Kemp, C., & Tenenbaum, J. B. (2008). The discovery of structural form. Proceedings Of the National Academy of Sciences of the United States of America, 105(31), 10687–92. doi:10.1073/pnas.0802631105

Summary

Many types of data have structured underlying representations. But, these structures can be widely different (e.g., a hierarchical tree vs. a spectrum vs. clusters). Kemp & Tenenbaum show how many of these types of representations can be captured using a graph grammar, and both the structure and form of the representation can be jointly inferred from the given data.

Methods

n/a

Algorithm

If $F$ is the form (e.g., chain) and $S$ is the particular structure of that form and $D$ is the data, then:

$P(S,F\vert D)\propto P(D\vert S)P(S\vert F)P(F)$

They set $P(F)$ to be uniform, where $P(S\vert F)\propto\theta^k$ (where $k$ is the number of clusters).

If the data is given by a binary feature matrix, then $P(D\vert S)$ is computed by assuming that features of the data are independently generated frm a multivariate Gaussian distribution with a dimension for each node in the graph $S$. The covariance of the distribution is defined such that connected nodes should have more similar features.

If the data is relational, then $P(D\vert S)$ is computed such that it is high if the large entries in $D$ correspond to edges in the graph.
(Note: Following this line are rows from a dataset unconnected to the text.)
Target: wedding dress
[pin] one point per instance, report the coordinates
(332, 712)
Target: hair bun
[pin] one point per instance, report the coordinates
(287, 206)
There are several different simple forms that they define as well. Each node in the graph is a cluster of data points:

Partition
Chain
Order
Ring
Hierarchy
Tree
Grid (Chain x Chain)
Cylinder (Chain x Ring)

Takeaways

The structure of the world is usually not flat, but may have a more complex structure (clusters, hierarchies, etc.). We can specify these forms a priori, but it is better if we can determine them from the data itself. By using a graph grammar, we can capture a wide range of these structures, including things that are usually considered flat (e.g. grid) all the way to very-not-flat things, like tree structures.